When Tom and Jane got back from class the next afternoon, the house was filled with the fragrant aroma of turkey roasting. There were hors d’oeuvres, also fi
lched: cocktail peanuts, a jar of olives, a jar of Vienna sausages. The table was set with a paper cloth printed with sprigs of holly. There were matching paper plates and napkins. And favors: fuzzy Santa hats, each name written in glitter on the front.
Pete had shaved for the first time in days; his blond hair was slicked back. He wore a starched white shirt with his Levi’s and served the Cold Duck in beer mugs, a new white dishtowel folded over his arm. Bridget wore a maid’s apron. Montovani was on the stereo, a record Jane hadn’t heard before. They’d filched that, too, Jane figured.
She should be appalled, she knew. Instead, she was charmed.

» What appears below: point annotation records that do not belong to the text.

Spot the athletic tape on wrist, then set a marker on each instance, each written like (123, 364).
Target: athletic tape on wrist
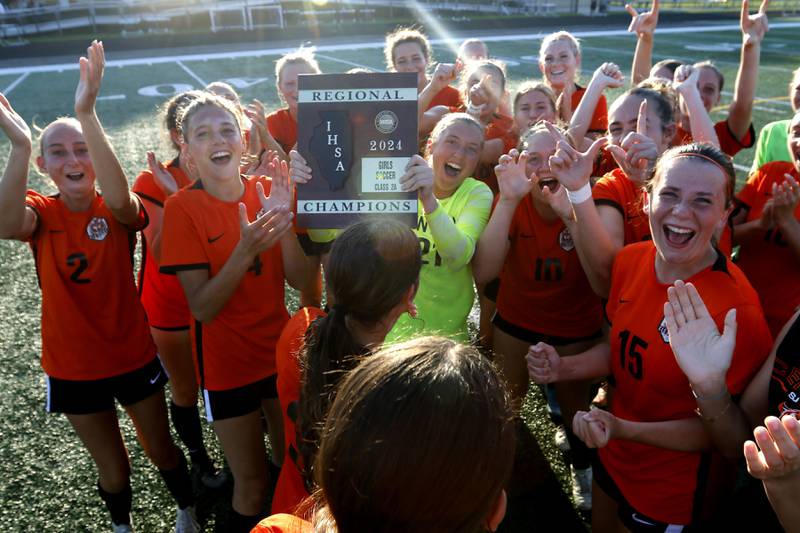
(581, 195)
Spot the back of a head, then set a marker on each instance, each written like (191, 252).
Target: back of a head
(371, 268)
(419, 439)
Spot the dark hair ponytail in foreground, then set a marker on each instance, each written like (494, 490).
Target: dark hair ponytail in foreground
(420, 439)
(371, 268)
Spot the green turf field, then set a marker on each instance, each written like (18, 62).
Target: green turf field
(46, 479)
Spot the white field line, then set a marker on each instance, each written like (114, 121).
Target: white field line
(345, 62)
(14, 83)
(189, 71)
(361, 46)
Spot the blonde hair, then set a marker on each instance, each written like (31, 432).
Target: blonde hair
(404, 35)
(60, 121)
(302, 56)
(450, 119)
(573, 41)
(530, 86)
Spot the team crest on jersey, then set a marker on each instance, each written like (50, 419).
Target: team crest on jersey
(662, 329)
(565, 240)
(97, 229)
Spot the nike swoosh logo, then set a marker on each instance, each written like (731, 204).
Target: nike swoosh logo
(637, 519)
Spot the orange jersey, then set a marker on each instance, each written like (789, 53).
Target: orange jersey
(93, 326)
(728, 143)
(543, 287)
(501, 127)
(599, 123)
(282, 523)
(664, 484)
(161, 294)
(237, 347)
(290, 490)
(283, 128)
(770, 264)
(449, 96)
(615, 189)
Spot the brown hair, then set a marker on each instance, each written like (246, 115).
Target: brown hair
(706, 153)
(419, 439)
(173, 107)
(713, 67)
(494, 67)
(372, 266)
(530, 86)
(205, 99)
(404, 35)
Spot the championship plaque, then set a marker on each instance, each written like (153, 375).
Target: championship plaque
(357, 132)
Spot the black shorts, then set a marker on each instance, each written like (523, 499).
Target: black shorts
(534, 337)
(635, 521)
(240, 401)
(74, 397)
(312, 247)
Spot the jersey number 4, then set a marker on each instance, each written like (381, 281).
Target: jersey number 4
(630, 353)
(80, 263)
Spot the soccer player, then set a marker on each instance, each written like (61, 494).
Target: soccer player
(453, 210)
(736, 132)
(413, 404)
(163, 299)
(373, 272)
(232, 249)
(768, 231)
(652, 433)
(559, 62)
(408, 50)
(544, 294)
(771, 144)
(96, 346)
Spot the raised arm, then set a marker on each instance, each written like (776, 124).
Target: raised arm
(493, 245)
(754, 27)
(644, 26)
(16, 220)
(685, 83)
(776, 461)
(705, 357)
(546, 366)
(296, 265)
(207, 296)
(606, 76)
(109, 174)
(597, 427)
(785, 198)
(597, 231)
(455, 239)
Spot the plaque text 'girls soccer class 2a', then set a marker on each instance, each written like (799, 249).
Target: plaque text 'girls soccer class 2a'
(357, 132)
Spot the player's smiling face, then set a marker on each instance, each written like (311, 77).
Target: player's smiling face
(409, 57)
(532, 107)
(65, 158)
(288, 83)
(687, 206)
(540, 147)
(794, 140)
(454, 156)
(213, 142)
(559, 64)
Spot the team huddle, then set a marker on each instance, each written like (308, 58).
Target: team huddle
(607, 246)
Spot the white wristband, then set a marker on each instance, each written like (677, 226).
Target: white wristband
(581, 195)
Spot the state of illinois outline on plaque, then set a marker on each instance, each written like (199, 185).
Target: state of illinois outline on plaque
(357, 132)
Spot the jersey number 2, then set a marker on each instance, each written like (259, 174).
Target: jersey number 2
(630, 356)
(80, 263)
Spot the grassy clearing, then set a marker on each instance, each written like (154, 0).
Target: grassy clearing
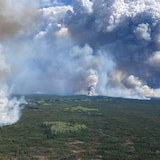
(125, 130)
(81, 109)
(63, 128)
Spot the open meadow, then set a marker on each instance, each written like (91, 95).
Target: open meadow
(83, 128)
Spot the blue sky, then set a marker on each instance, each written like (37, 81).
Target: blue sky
(46, 3)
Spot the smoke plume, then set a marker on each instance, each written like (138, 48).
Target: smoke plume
(92, 47)
(14, 17)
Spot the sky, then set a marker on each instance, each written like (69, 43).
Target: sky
(65, 47)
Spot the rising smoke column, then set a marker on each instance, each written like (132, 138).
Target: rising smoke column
(98, 47)
(14, 17)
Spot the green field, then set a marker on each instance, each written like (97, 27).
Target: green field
(83, 128)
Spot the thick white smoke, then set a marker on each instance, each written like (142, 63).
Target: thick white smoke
(14, 19)
(98, 47)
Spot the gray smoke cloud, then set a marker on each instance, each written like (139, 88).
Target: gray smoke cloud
(92, 47)
(14, 19)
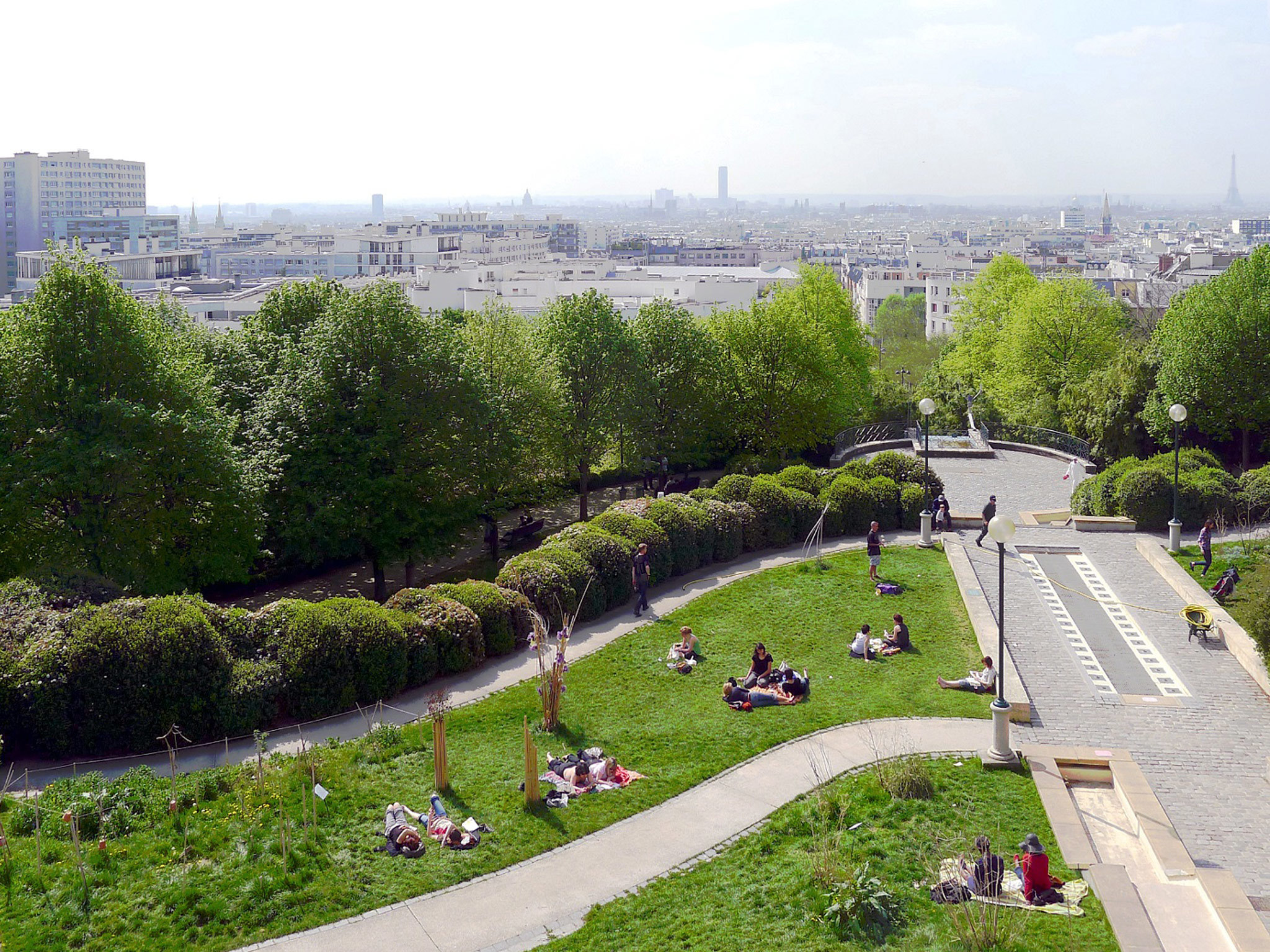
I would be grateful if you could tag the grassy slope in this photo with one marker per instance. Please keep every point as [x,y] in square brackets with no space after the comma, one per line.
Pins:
[762,886]
[668,726]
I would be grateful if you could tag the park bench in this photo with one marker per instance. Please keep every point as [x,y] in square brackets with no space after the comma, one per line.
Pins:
[685,484]
[521,532]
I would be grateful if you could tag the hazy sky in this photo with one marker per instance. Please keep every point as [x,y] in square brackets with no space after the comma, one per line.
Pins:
[272,102]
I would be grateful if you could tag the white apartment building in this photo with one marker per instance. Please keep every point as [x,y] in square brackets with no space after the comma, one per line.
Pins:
[40,188]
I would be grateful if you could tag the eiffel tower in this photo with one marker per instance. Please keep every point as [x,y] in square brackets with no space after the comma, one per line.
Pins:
[1232,193]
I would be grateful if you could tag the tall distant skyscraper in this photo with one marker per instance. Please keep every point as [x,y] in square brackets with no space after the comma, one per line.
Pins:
[38,190]
[1232,193]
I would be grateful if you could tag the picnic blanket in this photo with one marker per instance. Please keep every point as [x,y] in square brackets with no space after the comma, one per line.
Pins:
[621,778]
[1013,892]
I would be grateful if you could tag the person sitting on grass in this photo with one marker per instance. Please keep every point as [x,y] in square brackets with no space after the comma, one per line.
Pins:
[978,682]
[1041,889]
[860,645]
[687,646]
[403,839]
[445,831]
[760,667]
[984,879]
[898,639]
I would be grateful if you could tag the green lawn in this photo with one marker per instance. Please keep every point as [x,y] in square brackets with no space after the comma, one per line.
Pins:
[761,889]
[230,888]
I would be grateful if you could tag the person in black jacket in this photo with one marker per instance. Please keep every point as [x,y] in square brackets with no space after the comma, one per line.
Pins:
[988,512]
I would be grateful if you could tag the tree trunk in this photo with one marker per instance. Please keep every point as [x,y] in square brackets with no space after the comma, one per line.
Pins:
[381,586]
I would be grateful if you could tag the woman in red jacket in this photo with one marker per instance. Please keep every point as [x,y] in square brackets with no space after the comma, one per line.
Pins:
[1041,889]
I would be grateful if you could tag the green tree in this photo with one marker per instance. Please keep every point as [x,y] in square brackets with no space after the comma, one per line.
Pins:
[373,416]
[796,367]
[588,348]
[676,409]
[516,419]
[1055,335]
[1214,355]
[113,454]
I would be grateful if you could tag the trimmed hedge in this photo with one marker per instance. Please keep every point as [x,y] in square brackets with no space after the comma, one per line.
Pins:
[79,677]
[505,615]
[1143,490]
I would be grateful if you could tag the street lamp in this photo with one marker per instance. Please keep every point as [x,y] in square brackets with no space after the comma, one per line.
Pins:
[1176,413]
[1002,530]
[928,408]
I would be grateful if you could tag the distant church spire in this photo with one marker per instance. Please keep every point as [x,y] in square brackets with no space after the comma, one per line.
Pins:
[1232,193]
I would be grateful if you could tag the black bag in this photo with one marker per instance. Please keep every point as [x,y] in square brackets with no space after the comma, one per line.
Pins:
[1047,897]
[950,891]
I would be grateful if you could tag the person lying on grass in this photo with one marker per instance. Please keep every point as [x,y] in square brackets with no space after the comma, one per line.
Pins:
[403,839]
[445,831]
[737,696]
[978,682]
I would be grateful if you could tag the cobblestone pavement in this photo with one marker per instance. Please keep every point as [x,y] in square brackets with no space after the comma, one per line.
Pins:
[1206,758]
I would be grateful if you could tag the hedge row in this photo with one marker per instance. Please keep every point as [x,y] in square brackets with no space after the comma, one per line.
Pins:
[741,514]
[115,677]
[83,671]
[1143,490]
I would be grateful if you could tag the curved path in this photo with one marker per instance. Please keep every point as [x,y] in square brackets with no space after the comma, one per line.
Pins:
[548,895]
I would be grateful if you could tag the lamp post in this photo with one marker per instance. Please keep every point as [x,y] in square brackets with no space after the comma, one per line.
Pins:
[1002,530]
[1176,413]
[928,408]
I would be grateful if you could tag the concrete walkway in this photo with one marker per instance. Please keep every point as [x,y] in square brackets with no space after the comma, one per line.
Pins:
[495,674]
[525,906]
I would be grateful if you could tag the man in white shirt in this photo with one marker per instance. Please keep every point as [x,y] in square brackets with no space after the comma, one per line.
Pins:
[978,682]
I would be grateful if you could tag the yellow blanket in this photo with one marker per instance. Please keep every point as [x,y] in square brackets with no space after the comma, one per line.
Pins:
[1013,891]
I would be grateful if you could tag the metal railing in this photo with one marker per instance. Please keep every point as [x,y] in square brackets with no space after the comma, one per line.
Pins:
[870,433]
[1038,437]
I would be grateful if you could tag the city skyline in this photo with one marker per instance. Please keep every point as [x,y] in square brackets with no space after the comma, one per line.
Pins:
[796,97]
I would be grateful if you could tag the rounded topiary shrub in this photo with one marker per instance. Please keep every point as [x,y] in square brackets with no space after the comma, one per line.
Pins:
[621,521]
[1255,494]
[135,668]
[912,499]
[1146,496]
[254,696]
[609,555]
[886,499]
[734,488]
[701,522]
[504,614]
[311,646]
[901,467]
[728,530]
[850,507]
[682,532]
[543,582]
[804,478]
[376,645]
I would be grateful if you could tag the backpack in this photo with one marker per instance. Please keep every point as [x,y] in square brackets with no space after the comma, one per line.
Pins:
[950,891]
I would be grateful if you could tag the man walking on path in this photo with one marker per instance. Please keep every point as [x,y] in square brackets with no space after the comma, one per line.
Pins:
[639,578]
[988,512]
[1206,547]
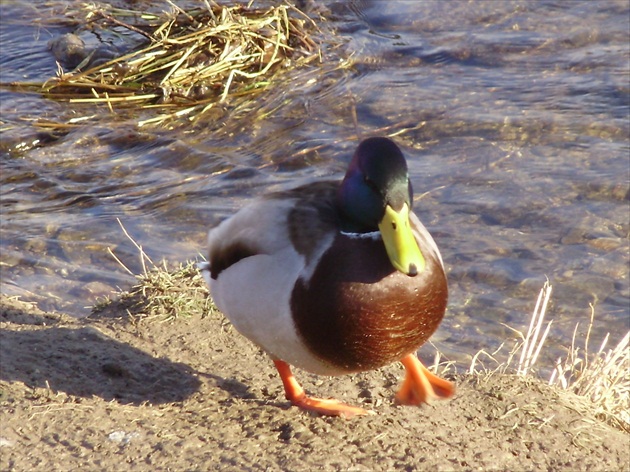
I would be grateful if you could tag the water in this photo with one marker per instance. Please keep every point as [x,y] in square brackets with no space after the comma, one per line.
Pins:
[514,117]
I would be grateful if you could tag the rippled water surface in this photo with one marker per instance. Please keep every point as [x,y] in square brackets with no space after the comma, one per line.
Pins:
[514,117]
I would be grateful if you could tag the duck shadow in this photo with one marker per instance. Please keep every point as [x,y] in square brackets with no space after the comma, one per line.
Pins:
[84,362]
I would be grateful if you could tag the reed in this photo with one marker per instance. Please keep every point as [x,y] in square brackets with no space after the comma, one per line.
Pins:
[187,62]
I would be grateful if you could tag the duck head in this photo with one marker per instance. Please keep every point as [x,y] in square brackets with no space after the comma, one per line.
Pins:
[376,194]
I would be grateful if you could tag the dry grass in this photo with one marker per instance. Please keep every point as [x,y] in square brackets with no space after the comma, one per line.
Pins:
[603,376]
[188,62]
[163,293]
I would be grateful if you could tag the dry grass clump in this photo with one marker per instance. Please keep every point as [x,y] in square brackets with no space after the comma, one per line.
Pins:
[163,293]
[189,60]
[603,376]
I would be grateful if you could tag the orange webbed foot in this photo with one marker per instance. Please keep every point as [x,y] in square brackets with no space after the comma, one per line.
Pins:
[296,395]
[420,385]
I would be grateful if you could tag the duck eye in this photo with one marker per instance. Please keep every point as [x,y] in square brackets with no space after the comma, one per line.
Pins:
[371,184]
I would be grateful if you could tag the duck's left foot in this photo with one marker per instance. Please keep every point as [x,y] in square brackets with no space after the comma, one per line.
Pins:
[420,385]
[296,395]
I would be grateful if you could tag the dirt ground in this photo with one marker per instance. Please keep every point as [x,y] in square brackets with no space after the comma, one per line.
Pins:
[115,393]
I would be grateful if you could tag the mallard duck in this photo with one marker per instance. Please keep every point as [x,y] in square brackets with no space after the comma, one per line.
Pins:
[335,278]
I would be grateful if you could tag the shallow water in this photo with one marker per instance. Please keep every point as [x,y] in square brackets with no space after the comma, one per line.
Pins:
[513,117]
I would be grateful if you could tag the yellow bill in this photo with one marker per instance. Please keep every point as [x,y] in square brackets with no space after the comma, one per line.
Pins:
[402,248]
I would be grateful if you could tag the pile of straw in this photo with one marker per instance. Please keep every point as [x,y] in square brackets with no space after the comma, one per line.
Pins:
[191,60]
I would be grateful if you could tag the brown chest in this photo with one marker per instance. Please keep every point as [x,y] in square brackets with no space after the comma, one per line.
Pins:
[358,313]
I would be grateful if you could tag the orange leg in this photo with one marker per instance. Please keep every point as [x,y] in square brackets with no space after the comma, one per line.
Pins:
[296,395]
[420,385]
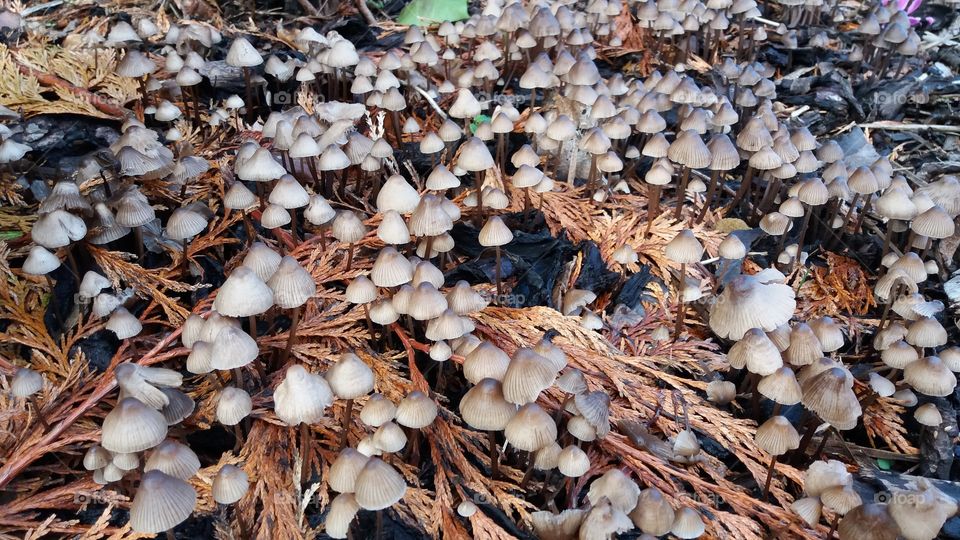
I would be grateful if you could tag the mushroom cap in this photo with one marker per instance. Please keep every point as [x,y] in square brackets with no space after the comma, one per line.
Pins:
[229,485]
[350,377]
[243,294]
[378,485]
[161,503]
[132,427]
[748,303]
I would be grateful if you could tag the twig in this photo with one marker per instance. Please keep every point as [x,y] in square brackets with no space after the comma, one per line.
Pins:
[890,125]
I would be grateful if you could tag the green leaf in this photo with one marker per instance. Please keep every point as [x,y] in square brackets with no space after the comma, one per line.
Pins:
[427,12]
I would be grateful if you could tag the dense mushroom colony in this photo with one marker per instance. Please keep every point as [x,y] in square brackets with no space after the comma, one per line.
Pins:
[357,186]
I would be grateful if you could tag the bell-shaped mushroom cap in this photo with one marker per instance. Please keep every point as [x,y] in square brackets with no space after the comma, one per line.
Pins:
[377,411]
[781,386]
[345,469]
[391,269]
[653,514]
[464,300]
[233,348]
[350,377]
[684,248]
[379,486]
[562,526]
[397,194]
[484,408]
[933,223]
[291,284]
[474,156]
[348,228]
[930,376]
[243,294]
[343,508]
[748,303]
[288,193]
[427,303]
[430,217]
[868,522]
[230,484]
[688,524]
[921,513]
[319,211]
[926,332]
[531,428]
[132,427]
[389,438]
[96,457]
[809,509]
[804,348]
[777,436]
[829,395]
[40,261]
[828,332]
[495,233]
[175,459]
[262,259]
[393,229]
[416,411]
[485,361]
[604,521]
[123,323]
[732,248]
[185,223]
[260,167]
[161,503]
[301,397]
[527,375]
[573,462]
[243,54]
[26,382]
[58,229]
[756,352]
[233,405]
[928,415]
[617,487]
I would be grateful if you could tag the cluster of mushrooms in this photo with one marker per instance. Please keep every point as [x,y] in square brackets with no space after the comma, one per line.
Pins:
[327,168]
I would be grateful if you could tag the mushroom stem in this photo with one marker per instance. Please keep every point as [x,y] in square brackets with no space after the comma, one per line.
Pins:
[347,418]
[478,181]
[293,227]
[494,455]
[680,284]
[137,239]
[807,211]
[350,256]
[711,190]
[39,411]
[248,104]
[681,190]
[497,274]
[744,188]
[291,339]
[766,485]
[306,441]
[886,238]
[653,208]
[186,262]
[395,117]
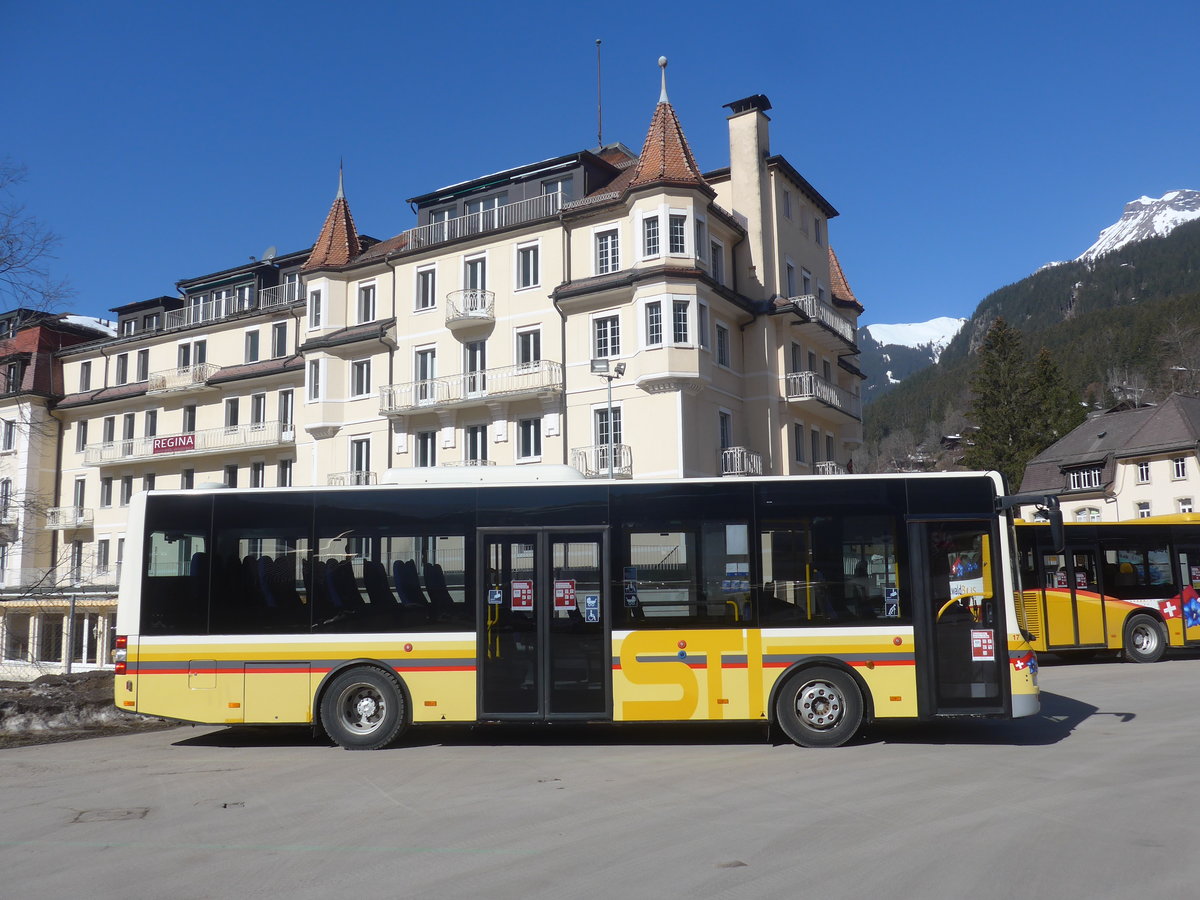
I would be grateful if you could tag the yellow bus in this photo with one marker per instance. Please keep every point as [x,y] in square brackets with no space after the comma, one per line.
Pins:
[813,604]
[1129,587]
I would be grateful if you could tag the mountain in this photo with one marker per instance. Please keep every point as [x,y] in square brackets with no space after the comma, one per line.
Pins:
[1145,217]
[891,353]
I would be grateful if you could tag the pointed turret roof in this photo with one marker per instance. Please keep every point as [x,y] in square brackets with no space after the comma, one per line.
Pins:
[339,240]
[666,159]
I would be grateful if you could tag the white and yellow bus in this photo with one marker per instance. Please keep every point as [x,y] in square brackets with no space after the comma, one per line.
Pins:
[815,604]
[1132,587]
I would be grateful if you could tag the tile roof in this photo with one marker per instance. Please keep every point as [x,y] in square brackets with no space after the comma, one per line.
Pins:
[339,241]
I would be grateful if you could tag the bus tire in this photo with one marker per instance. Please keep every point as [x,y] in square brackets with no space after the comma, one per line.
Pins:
[364,709]
[820,707]
[1145,639]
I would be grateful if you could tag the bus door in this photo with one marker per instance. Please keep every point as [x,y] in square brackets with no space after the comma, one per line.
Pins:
[544,631]
[1188,579]
[958,617]
[1074,599]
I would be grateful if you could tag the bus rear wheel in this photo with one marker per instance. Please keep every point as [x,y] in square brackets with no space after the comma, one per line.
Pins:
[820,707]
[1145,639]
[364,709]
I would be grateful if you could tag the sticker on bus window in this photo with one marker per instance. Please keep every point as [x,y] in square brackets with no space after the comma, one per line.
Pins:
[564,594]
[983,645]
[522,594]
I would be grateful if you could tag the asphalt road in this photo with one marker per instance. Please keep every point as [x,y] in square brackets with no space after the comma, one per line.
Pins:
[1095,798]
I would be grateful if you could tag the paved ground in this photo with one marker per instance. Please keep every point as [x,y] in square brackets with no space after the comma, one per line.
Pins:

It was so funny, all of them affecting civilized behavior as Pete and Bridget served the hors d’oeurves, refilled the mugs of Cold Duck with a flourish.
“We are all as God made us,” Bridget said, in an atrocious British accent. “. . . only many of us much worse.” Spoofing the scene from Tom Jones, she reached for a turkey drumstick and devoured it, sucking, gnawing, licking her lips until the others pitched in, hooting with laughter, eating with their fingers, feeding each other, twining their arms to drink from each others’ mugs. At the end, when they thought they could eat no more, Pete brought in the pumpkin pie and a can of Reddi-wip, squirting so much on each piece that the wedges of pie disappeared beneath it.
“Open!” he said to Bridget, grinning, holding the can at her mouth.
She did – and let him squirt the cream in, gasping to swallow it. Then she grabbed the can and turned it on him, both of them shouting and laughing, tussling to command it until they both collapsed, exhausted, sated on the living room couch. They’d drunk all three bottles of Cold Duck by then, and who knew how much beer. Fat with pumpkin pie, Jane and Tom pushed away from the table and collapsed as well, Jane on Tom’s lap in the easy chair.
She wanted to go bed with him, but she was deliciously tired and couldn’t manage to do more than think about it. Maybe she slept, she never knew. Later, when she tried to piece together what had happened, all she could remember was Bridget’s piercing scream and Tom standing up so suddenly that she flew forward and had to catch herself to keep from falling.